The Hunt è un bel misto di riff e acuti power, ma di certo non passano inosservati accenti heavy/trash. L’album si potrebbe considerare diviso in due parti: la prima un po’ zoppicante dove il cantato del nuovo singer Juan Ricardo non appare ben amalgamato con il resto della band, i riff sono belli, ben architettati e ben eseguiti ma, quando arriva il momento di fondere il cantato con le veloci e graffianti chitarre e le pelli di Jeff Currenton, unico membro presente fin dagli albori, sembra mancare qualcosa. La voce di Juan in alcuni momenti risulta veramente acuta, al limite del possibile, e i restanti membri della band di Cleveland sfoggiano una buona tecnica e una qualità di suono piacevoli.
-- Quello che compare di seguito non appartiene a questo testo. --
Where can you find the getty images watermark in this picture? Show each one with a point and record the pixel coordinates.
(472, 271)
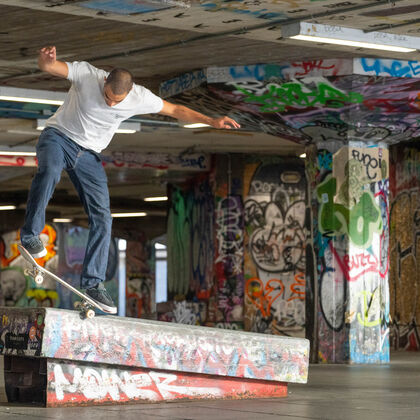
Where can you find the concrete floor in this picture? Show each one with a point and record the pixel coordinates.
(333, 392)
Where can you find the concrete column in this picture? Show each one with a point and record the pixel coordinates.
(350, 239)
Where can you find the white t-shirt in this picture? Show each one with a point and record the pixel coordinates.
(86, 118)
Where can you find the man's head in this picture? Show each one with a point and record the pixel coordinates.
(117, 86)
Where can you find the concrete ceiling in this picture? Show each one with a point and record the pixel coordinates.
(173, 38)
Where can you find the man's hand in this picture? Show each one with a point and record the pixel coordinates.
(182, 113)
(224, 122)
(47, 61)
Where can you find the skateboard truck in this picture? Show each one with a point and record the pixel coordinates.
(36, 274)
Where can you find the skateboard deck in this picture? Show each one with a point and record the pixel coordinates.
(85, 306)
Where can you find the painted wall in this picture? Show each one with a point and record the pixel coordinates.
(250, 237)
(18, 289)
(140, 277)
(275, 239)
(351, 234)
(405, 247)
(65, 246)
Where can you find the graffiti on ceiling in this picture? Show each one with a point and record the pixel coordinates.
(369, 100)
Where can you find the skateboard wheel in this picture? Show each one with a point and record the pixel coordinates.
(90, 313)
(39, 279)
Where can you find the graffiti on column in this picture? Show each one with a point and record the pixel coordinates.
(275, 241)
(190, 242)
(352, 231)
(405, 248)
(140, 288)
(230, 257)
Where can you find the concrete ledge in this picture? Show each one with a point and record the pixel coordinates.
(131, 359)
(86, 384)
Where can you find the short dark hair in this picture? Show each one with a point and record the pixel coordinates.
(120, 80)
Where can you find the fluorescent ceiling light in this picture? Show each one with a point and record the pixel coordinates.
(138, 214)
(195, 125)
(156, 199)
(346, 43)
(9, 153)
(31, 95)
(124, 128)
(339, 35)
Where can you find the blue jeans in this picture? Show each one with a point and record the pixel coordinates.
(55, 152)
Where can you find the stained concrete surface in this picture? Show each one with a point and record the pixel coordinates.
(342, 392)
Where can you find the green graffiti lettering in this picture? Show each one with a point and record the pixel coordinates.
(359, 222)
(294, 94)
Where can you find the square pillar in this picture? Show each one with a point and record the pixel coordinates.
(350, 237)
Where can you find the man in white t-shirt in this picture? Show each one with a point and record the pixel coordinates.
(82, 127)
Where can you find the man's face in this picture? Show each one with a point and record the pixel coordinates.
(111, 98)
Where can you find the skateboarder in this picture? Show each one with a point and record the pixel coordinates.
(82, 127)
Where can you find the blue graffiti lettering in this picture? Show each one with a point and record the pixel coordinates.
(394, 68)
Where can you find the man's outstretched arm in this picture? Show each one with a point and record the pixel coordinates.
(47, 61)
(185, 114)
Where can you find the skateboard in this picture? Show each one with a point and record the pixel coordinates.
(85, 306)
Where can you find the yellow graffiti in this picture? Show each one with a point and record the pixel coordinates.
(363, 318)
(41, 294)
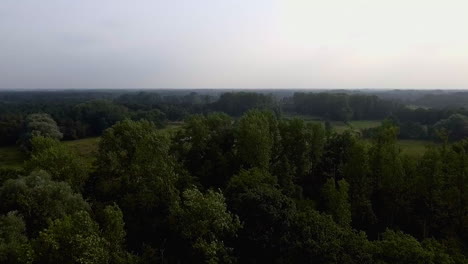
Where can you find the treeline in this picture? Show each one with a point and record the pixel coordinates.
(343, 107)
(82, 114)
(257, 189)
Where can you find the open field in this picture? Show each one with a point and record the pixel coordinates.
(413, 148)
(13, 157)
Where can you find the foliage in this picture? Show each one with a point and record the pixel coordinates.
(205, 222)
(14, 243)
(39, 199)
(72, 239)
(59, 162)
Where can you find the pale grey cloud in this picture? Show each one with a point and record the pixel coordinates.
(233, 43)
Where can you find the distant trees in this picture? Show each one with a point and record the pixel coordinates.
(39, 125)
(253, 189)
(343, 107)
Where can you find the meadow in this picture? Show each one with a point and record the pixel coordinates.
(13, 157)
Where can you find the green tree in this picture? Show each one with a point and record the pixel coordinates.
(356, 171)
(205, 222)
(205, 147)
(15, 247)
(266, 214)
(61, 163)
(316, 238)
(72, 239)
(136, 171)
(336, 201)
(397, 247)
(39, 199)
(257, 135)
(113, 231)
(39, 124)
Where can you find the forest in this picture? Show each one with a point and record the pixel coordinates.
(213, 176)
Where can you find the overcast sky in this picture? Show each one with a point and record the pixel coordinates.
(234, 44)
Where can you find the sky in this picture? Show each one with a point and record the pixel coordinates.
(336, 44)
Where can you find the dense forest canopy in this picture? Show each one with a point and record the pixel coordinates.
(244, 178)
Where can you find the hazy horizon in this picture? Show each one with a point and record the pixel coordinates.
(255, 44)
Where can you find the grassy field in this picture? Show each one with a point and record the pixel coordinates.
(13, 157)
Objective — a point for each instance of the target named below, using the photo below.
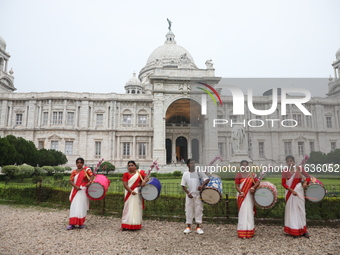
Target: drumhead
(95, 190)
(210, 196)
(149, 192)
(315, 192)
(264, 197)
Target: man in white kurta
(191, 184)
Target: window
(126, 149)
(329, 122)
(233, 119)
(41, 145)
(127, 119)
(98, 147)
(311, 146)
(333, 146)
(99, 121)
(142, 120)
(309, 121)
(69, 147)
(301, 148)
(19, 119)
(54, 145)
(70, 118)
(288, 148)
(259, 122)
(45, 118)
(298, 119)
(261, 149)
(220, 148)
(57, 118)
(142, 150)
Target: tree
(10, 172)
(107, 167)
(59, 157)
(317, 157)
(333, 157)
(45, 158)
(7, 152)
(26, 150)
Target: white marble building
(159, 117)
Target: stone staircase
(162, 169)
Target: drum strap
(141, 177)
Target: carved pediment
(54, 137)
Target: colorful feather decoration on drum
(154, 164)
(97, 166)
(304, 160)
(214, 160)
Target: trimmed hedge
(169, 207)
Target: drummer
(246, 184)
(80, 179)
(193, 203)
(294, 180)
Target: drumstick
(308, 197)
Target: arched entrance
(182, 122)
(168, 146)
(181, 148)
(195, 150)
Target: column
(118, 147)
(173, 147)
(134, 147)
(49, 113)
(64, 113)
(159, 129)
(149, 150)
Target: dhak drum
(212, 192)
(315, 192)
(97, 190)
(265, 195)
(152, 189)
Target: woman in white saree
(133, 202)
(246, 184)
(80, 179)
(294, 180)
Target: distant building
(160, 117)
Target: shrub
(107, 167)
(58, 176)
(154, 175)
(49, 170)
(38, 171)
(27, 171)
(59, 169)
(10, 172)
(177, 173)
(37, 179)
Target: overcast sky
(95, 46)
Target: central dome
(2, 43)
(169, 51)
(337, 54)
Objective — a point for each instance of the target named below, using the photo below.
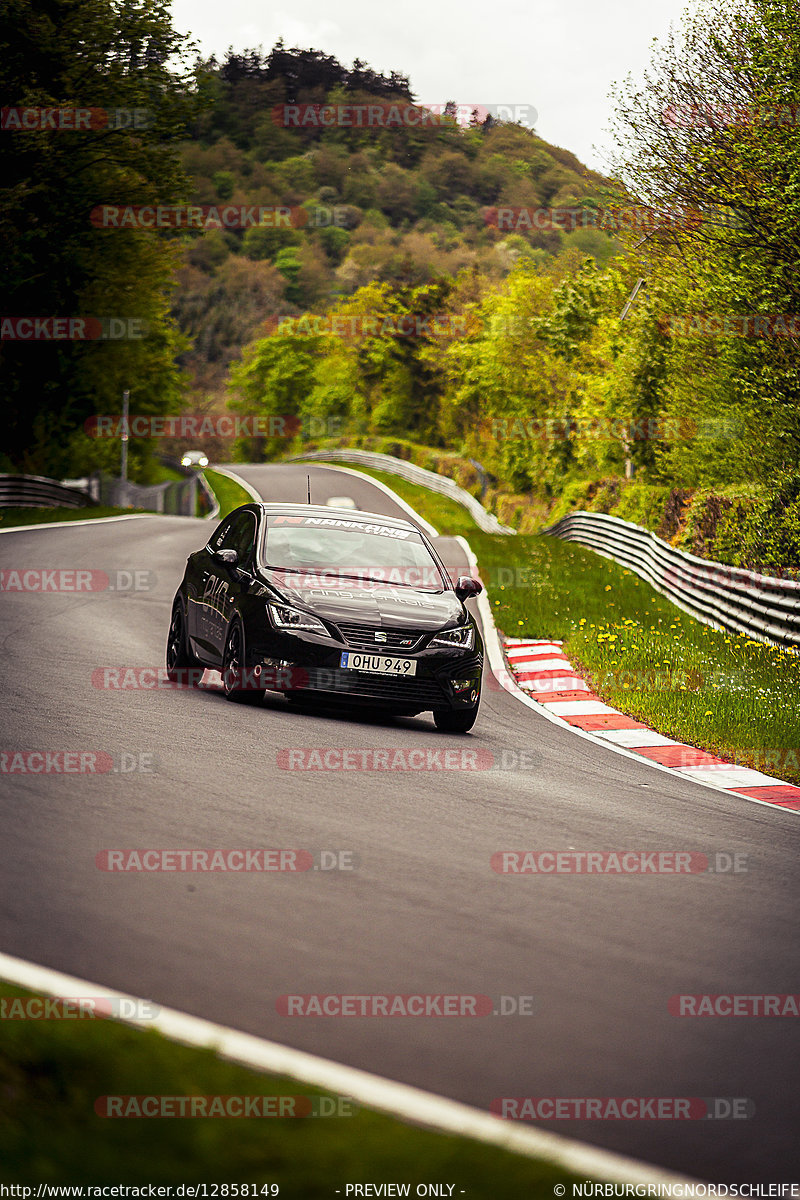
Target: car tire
(450, 720)
(234, 682)
(180, 659)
Il momento clou di tutto il lavoro lo si ha all’arrivo di The Final Stand introdotta da Twilight’s End e chiusa da Fortune’s Fool - entrambi brani strumentali acustici ben eseguiti. Quest’ultima traccia strumentale potrebbe essere letta come brano d’apertura del successivo filotto di tracce che, come dicevamo in precedenza, cambiano impronta all’album, facendoci arrivare all’orecchio brani ben riusciti con la voce in stile Primal Fear e il resto della band che sfoggia finalmente tutto il suo repertorio, accostandosi come struttura dei riff ai grandi Metal Church.
Le tracce meglio riuscite e più di impatto sono The King In Red e Pierce the Veil, condite da riff pesanti che si avvicinano molto all’heavy metal e ci fanno dimenticare per un attimo che stiamo ascoltando un gruppo che ha, nelle sue corde, puro e semplice power metal. In alcuni passaggi si sentirà l’influenza maideniana sia per quanto riguarda la struttura delle tracce che della voce giungendo, poi, all’unica ballad che ricorda, come stile, il compianto Ronnie James Dio e che chiuderà il full-lenght del quintetto dell’Ohio.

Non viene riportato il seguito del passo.